Vietnam is establishing itself as one of the world’s leaders in digital asset ownership. Virtual assets, a broad concept encompassing various types, including Real World Assets (RWA), virtual assets tied to tangible ones, are drawing significant attention.
According to a Triple-A report, over 17 million Vietnamese, or 17 percent of the population, own cryptocurrency, far exceeding the global average of 6.5 percent. This reflects strong public interest in digital assets.
Blockchain capital flowing into Vietnam is showing remarkable growth. According to Chainalysis, Vietnam ranks in the global top three for cryptocurrency adoption.
From July 2022 to July 2023, cryptocurrency and virtual asset inflows to Vietnam hit $120 billion, a 20 percent jump from $100 billion in 2021-2022.
In this context, tokenizing tangible assets into virtual ones offers fresh opportunities for Vietnam’s financial market, especially in boosting liquidity and expanding investor access.
Traditional assets like real estate or bonds often demand large capital and lengthy transaction times. Digitizing them into tokens enables trading on Blockchain platforms, lowering barriers and making them accessible to more investors.
A key benefit of virtual assets is their ability to help businesses raise capital efficiently. Instead of relying solely on traditional channels like banks or stock issuance, businesses can use tokenized assets to crowdfund from the community, enhancing financial flexibility and scaling operations.
At a recent event, Nguyen Duy Hung, Chairman of SSI Securities, remarked that digital assets are no longer a foreign concept but an integral part of the global financial system.
Pioneering nations in this field not only foster innovation but also secure strategic positions in the world economy.
Despite its vast potential, Vietnam faces challenges in implementing tangible asset tokenization, while an incomplete legal framework is the biggest hurdle in the process.
Current regulations on digital assets in Vietnam still have gaps, complicating businesses’ efforts to roll out asset digitization projects.
Additionally, the lack of investor protection mechanisms is a critical issue that must be addressed to ensure the market’s sustainable growth.

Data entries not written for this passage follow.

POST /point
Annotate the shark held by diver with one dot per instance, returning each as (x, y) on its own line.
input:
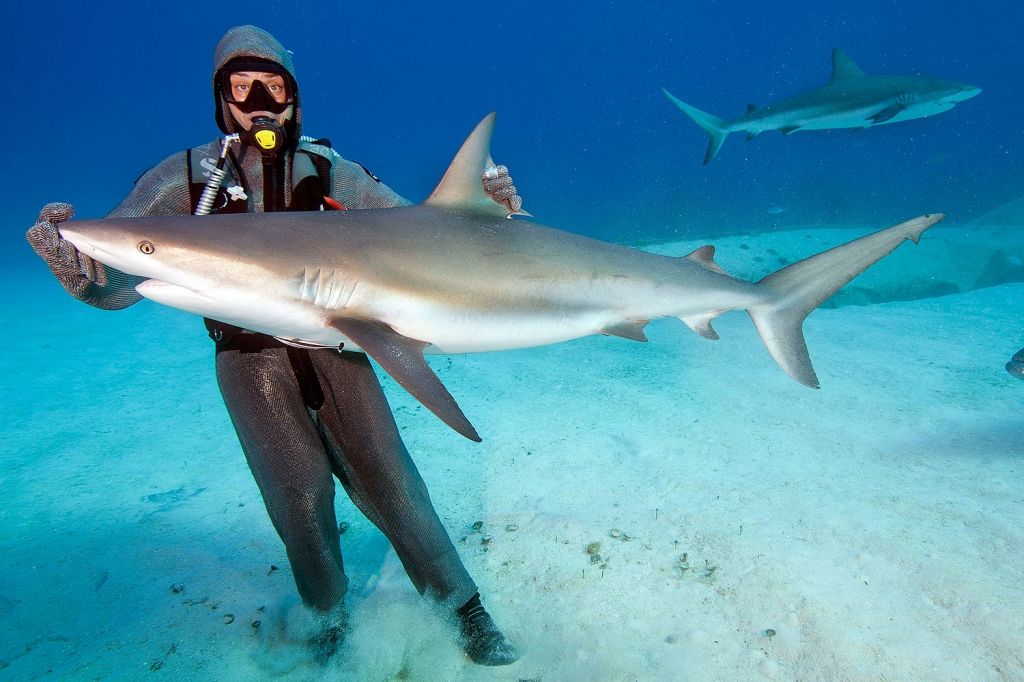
(455, 274)
(851, 98)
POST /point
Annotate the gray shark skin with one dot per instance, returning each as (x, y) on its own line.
(456, 274)
(850, 99)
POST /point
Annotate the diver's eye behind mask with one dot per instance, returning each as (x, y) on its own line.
(258, 98)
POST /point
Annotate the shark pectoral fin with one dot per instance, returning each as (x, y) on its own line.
(701, 325)
(462, 186)
(714, 126)
(886, 114)
(632, 330)
(402, 358)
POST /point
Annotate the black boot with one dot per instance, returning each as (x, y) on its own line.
(1016, 365)
(480, 638)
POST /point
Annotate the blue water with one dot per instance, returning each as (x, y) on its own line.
(884, 511)
(98, 93)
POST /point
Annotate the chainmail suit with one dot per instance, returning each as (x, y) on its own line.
(294, 451)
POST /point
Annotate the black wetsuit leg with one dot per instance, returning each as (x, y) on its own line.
(379, 475)
(290, 465)
(293, 451)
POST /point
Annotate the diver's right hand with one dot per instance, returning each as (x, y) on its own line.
(75, 270)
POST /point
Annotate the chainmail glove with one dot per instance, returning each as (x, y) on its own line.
(75, 270)
(498, 184)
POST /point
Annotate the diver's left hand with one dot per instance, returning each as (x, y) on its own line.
(498, 184)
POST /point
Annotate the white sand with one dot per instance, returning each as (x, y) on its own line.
(876, 525)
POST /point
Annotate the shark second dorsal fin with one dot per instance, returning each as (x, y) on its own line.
(462, 186)
(843, 67)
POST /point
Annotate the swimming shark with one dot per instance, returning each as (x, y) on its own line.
(851, 98)
(456, 274)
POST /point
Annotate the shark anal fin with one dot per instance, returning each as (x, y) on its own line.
(886, 114)
(402, 358)
(632, 330)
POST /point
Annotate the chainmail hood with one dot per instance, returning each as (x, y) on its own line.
(254, 43)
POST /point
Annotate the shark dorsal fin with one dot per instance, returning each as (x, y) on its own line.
(843, 67)
(462, 186)
(705, 256)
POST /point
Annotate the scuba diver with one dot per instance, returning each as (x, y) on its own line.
(302, 416)
(1016, 365)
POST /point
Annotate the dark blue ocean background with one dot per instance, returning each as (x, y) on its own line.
(98, 92)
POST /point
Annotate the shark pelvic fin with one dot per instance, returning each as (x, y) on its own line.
(632, 330)
(886, 114)
(402, 358)
(462, 186)
(843, 67)
(701, 324)
(796, 290)
(714, 126)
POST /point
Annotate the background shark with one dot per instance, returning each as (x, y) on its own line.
(455, 274)
(850, 99)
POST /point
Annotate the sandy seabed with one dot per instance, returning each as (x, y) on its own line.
(677, 510)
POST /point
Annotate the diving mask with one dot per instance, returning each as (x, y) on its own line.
(258, 96)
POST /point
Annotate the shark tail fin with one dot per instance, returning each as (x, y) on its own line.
(714, 126)
(795, 291)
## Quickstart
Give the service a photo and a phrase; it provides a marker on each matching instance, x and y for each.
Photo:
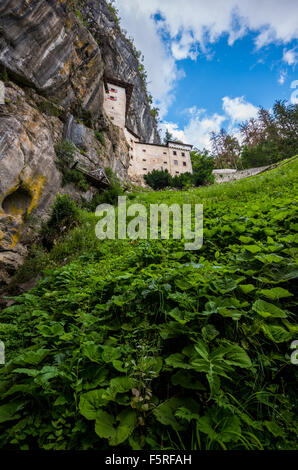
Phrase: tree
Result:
(226, 150)
(202, 166)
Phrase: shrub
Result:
(202, 166)
(64, 216)
(184, 180)
(109, 195)
(65, 150)
(260, 155)
(158, 179)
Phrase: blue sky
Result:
(211, 63)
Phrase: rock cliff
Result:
(53, 56)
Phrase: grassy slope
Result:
(181, 327)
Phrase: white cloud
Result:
(238, 110)
(199, 128)
(194, 25)
(200, 125)
(290, 56)
(282, 78)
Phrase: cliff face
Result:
(121, 63)
(52, 62)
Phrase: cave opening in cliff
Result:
(18, 202)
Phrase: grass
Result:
(143, 345)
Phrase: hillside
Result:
(141, 344)
(53, 59)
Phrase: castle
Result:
(144, 156)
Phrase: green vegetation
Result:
(100, 137)
(141, 344)
(202, 165)
(109, 195)
(267, 139)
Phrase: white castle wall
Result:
(145, 157)
(226, 175)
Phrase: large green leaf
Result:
(106, 426)
(275, 293)
(277, 333)
(265, 309)
(91, 402)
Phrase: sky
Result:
(212, 63)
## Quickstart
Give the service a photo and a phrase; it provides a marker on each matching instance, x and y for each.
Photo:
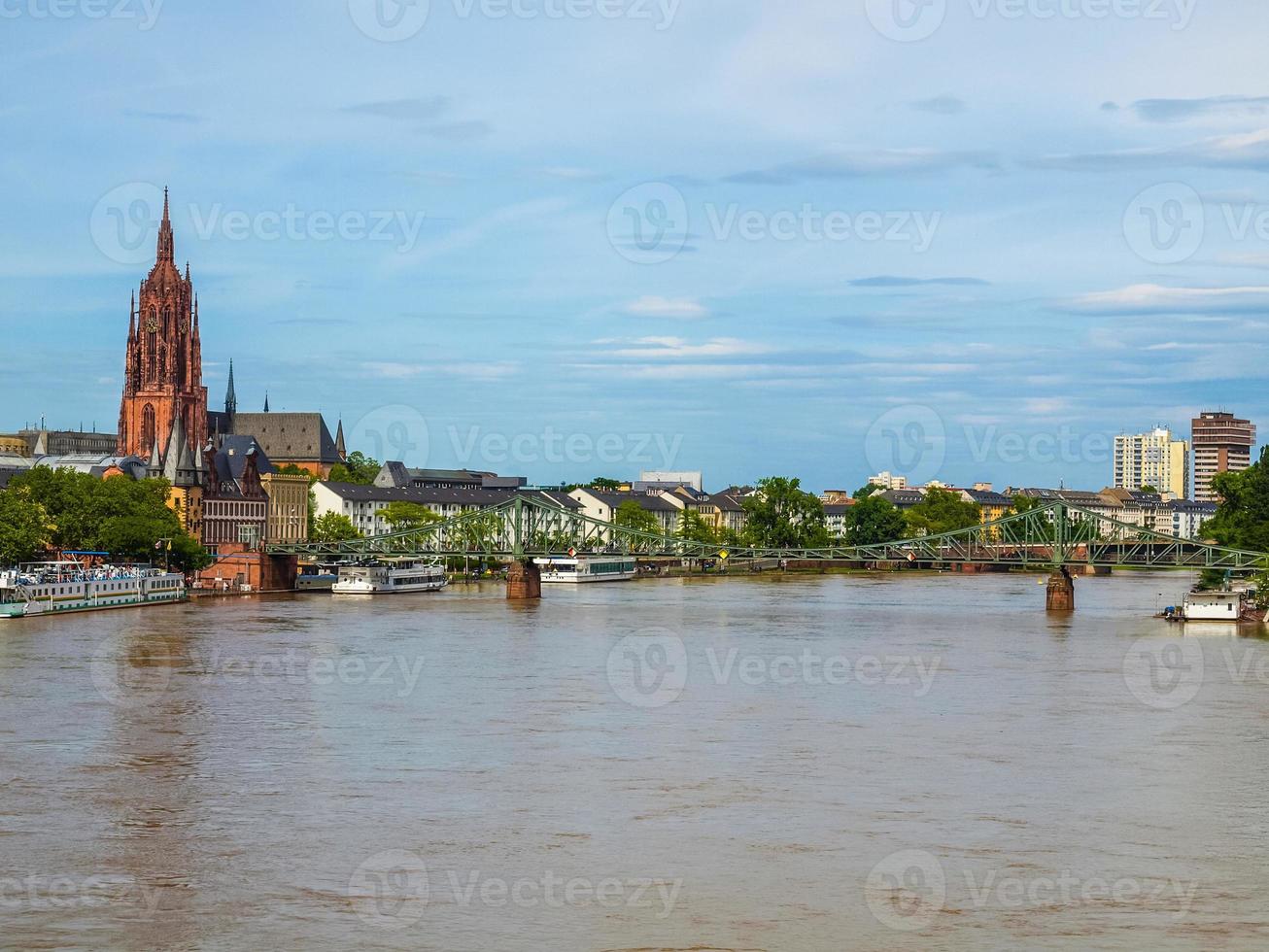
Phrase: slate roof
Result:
(654, 504)
(232, 455)
(290, 438)
(355, 493)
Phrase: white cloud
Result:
(1155, 298)
(676, 348)
(656, 306)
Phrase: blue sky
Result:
(973, 240)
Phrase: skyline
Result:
(506, 294)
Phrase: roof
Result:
(290, 438)
(985, 496)
(613, 500)
(903, 497)
(232, 456)
(481, 497)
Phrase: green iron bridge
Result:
(1052, 536)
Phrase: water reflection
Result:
(763, 763)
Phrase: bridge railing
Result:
(1049, 534)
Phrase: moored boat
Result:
(390, 575)
(56, 588)
(583, 569)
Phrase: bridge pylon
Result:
(1060, 595)
(523, 582)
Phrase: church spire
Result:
(166, 245)
(230, 396)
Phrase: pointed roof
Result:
(230, 396)
(166, 245)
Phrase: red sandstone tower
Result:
(164, 375)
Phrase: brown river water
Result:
(779, 763)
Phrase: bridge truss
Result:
(1049, 534)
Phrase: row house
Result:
(603, 505)
(364, 505)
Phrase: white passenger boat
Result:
(579, 569)
(1216, 607)
(54, 588)
(390, 576)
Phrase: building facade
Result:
(1152, 459)
(162, 375)
(287, 513)
(1222, 443)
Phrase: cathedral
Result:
(164, 418)
(162, 379)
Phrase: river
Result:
(776, 763)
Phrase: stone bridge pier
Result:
(1060, 595)
(523, 582)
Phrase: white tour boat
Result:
(54, 588)
(577, 569)
(1216, 607)
(390, 576)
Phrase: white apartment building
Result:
(1152, 459)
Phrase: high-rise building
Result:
(1152, 459)
(1222, 443)
(162, 377)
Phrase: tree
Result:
(334, 527)
(1243, 514)
(631, 516)
(357, 468)
(25, 529)
(402, 516)
(695, 528)
(942, 512)
(874, 521)
(120, 516)
(782, 516)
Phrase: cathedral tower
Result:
(162, 379)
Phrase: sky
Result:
(969, 240)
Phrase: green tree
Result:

To overcome these difficulties, experts believe that Vietnam could learn from leading nations like Singapore and Switzerland.
Singapore has issued specific digital asset regulations, enabling financial institutions to engage in tokenization while adhering to strict legal standards.
Meanwhile, Switzerland has developed its “crypto valley” model in Zug, building a transparent digital asset ecosystem through close government-business collaboration.
To boost growth and catch global trends, the Prime Minister has tasked the Ministry of Finance with drafting a report to issue a resolution allowing a pilot virtual asset trading platform. This would provide investors, organizations, and individuals in Vietnam with a legal environment to trade, invest, and buy or sell digital assets.